A radical approach to redesigning our food systems must start by addressing their social and political imbalances, inequities, and inadequacies. Since the middle of the 20th century, global food systems have transformed rapidly at the hands of the governments and private firms of the Global North. This transformation has been characterized primarily by corporate consolidation of land and power, rural depopulation, anticompetitive practices, and the widespread revocation of food sovereignty from local peoples under the auspices of capitalism and international development.

To rapidly remake our food systems, we need to create space for plurality, in which people are empowered to pursue a diversity of values and approaches. There are many people in Canada, Indigenous and settler alike, currently working to build food sovereignty and food justice and make progress toward Indigenous reconciliation. But the aspirations and visions that these groups are pursuing can simply not flourish in the shadow of a regime that operates by seeking dominance, control, and enclosure. And this is what many of the technologies proposed in this report are — technologies that enclose food production within the fencerows of industrial agriculture, the confines of private labs, and the protections of intellectual property.
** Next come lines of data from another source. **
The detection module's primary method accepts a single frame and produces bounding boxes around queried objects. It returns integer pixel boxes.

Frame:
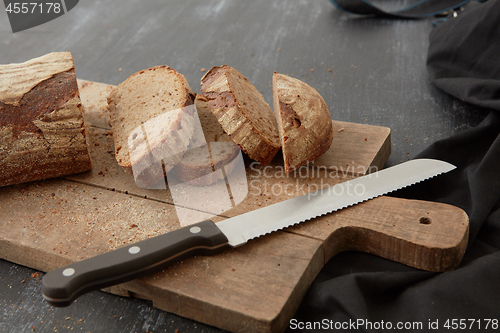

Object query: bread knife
[41,159,455,307]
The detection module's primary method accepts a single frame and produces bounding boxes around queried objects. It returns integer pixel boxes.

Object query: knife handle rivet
[189,227,201,234]
[128,246,141,254]
[63,268,75,276]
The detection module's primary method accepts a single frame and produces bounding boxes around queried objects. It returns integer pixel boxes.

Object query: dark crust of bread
[0,68,92,186]
[201,65,280,164]
[273,72,333,173]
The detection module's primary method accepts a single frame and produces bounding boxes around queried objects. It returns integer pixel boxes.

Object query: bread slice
[169,95,240,186]
[0,52,92,186]
[108,66,196,187]
[201,65,280,164]
[273,72,333,173]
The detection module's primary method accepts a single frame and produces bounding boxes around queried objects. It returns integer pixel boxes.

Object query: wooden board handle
[293,196,469,272]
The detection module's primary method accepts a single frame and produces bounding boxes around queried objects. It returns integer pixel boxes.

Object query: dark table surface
[0,0,485,332]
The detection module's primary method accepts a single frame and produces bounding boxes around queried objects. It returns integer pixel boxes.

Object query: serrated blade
[216,159,456,246]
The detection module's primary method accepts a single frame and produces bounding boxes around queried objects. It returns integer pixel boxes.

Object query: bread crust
[201,65,280,164]
[108,65,196,187]
[169,95,240,186]
[273,72,333,173]
[0,52,92,186]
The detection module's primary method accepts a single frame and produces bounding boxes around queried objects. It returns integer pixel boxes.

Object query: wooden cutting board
[0,80,468,332]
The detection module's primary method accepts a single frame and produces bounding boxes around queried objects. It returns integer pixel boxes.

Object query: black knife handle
[42,220,228,307]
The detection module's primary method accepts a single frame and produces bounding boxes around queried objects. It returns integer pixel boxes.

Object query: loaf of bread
[108,66,196,188]
[273,72,333,173]
[0,52,92,186]
[201,65,280,164]
[169,95,240,186]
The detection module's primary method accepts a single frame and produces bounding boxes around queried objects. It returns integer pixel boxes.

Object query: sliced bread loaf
[169,95,240,186]
[201,65,280,164]
[0,52,92,186]
[108,66,195,187]
[273,72,333,173]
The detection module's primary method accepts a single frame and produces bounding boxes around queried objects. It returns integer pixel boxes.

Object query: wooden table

Plurality requires that we start with questions of who, not how. Who participates? Who has a say? Who has sovereignty? Who has access to land and technology? Only by identifying and solving the inequities and injustices in these areas can we open a new path to realizing food systems that work for both people and planet. I believe that agribusiness firms can play a role in such a future, but only if they’re willing to acknowledge and replace the oppressive and exclusionary aspirations and features of their present business model with a more collaborative and fulsome commitment to using business in service of justice and sovereignty.

There are aspects of this report that strike me as incommensurable with a commitment to achieving equitable, sustainable, and just food systems. At the same time, I believe that my colleagues are themselves actively working toward and advocating for what they believe will be a better world, merely through a different set of lenses and understandings of the problem. I invite these colleagues into a dialogue on these issues, one wherein we might use our shared aspirations for the future as a starting point to identify how to better manage and resolve the deep tensions and schisms that presently infiltrate and bifurcate so much of our work.